Auch wenn es wünschenswert sein mag, auf den Stand der Strecken aus dem Jahr 2000 zurückzukehren: Das Rad der Zeit lässt sich nicht zurückdrehen. Der Asphalt neben dem Asphalt wird nicht mehr verschwinden. Doch man kann etwas unternehmen: Ein Streifen Rasen zwischen Rennstrecke beziehungsweise Kerb und Auslaufzone würde die Probleme angehen. Ansatzweise wurde so etwas bereits in Korea versucht, aber nicht konsequent: An den Stellen, wo es wirklich weh tun würde, nämlich am Kurvenausgang, wurde in Korea bislang darauf verzichtet. Darüber hinaus war der Streifen nur wenige Zentimeter breit.

Ein Grasstreifen von ein bis eineinhalb Fahrzeugbreiten würde jedes Problem lösen: Niemand käme mehr auf die Idee, über den Kerb (Bedeutung: RANDstein) hinauszufahren, überholen neben der Strecke wäre nicht mehr möglich.
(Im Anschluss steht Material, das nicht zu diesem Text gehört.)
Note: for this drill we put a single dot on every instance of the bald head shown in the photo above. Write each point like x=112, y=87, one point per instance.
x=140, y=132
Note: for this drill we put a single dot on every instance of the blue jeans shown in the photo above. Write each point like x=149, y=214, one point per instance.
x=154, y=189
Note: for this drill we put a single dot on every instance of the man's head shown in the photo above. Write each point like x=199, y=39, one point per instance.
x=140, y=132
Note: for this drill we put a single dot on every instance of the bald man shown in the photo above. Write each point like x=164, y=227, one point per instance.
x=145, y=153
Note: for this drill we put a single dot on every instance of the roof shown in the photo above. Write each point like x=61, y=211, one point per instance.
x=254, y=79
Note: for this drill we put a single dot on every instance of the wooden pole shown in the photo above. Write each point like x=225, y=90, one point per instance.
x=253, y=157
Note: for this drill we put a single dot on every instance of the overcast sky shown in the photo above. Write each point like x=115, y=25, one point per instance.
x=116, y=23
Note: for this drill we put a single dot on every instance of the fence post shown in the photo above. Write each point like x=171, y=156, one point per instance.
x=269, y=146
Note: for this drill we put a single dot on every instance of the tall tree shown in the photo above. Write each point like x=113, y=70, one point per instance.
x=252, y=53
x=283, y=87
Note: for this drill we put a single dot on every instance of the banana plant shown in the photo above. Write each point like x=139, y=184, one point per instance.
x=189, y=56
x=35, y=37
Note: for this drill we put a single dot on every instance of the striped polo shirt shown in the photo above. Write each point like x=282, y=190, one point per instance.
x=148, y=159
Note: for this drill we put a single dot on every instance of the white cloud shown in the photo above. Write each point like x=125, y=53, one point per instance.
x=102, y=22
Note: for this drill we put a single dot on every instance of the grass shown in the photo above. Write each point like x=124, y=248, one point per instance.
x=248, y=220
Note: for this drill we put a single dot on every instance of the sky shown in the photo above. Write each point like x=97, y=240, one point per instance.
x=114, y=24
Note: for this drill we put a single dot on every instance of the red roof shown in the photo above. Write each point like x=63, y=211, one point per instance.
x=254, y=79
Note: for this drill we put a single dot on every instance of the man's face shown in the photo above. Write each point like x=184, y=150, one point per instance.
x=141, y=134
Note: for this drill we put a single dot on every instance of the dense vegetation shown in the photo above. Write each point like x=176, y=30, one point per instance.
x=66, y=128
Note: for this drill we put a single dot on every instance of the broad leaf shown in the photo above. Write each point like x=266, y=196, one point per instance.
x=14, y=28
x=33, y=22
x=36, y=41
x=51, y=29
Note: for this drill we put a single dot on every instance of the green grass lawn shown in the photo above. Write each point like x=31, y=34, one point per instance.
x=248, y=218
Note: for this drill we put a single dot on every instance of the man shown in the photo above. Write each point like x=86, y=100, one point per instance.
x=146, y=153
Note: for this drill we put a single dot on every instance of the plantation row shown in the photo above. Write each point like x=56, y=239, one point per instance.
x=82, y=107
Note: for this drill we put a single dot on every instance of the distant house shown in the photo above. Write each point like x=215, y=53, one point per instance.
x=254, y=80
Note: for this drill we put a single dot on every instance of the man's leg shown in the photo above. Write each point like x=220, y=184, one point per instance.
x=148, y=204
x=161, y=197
Das Problem würde sich von alleine lösen, es bräuchte keine stundenlangen Investigations mehr. Nicht zuletzt würde es auch der Ästhetik der Strecke mehr helfen, wenn es wieder neben dem Asphaltband wieder grünt. Und die Vorteile der asphaltierten Auslaufzone würden bestehen bleiben. Bitte, Herr Tilke, diskutieren Sie das mit der FIA!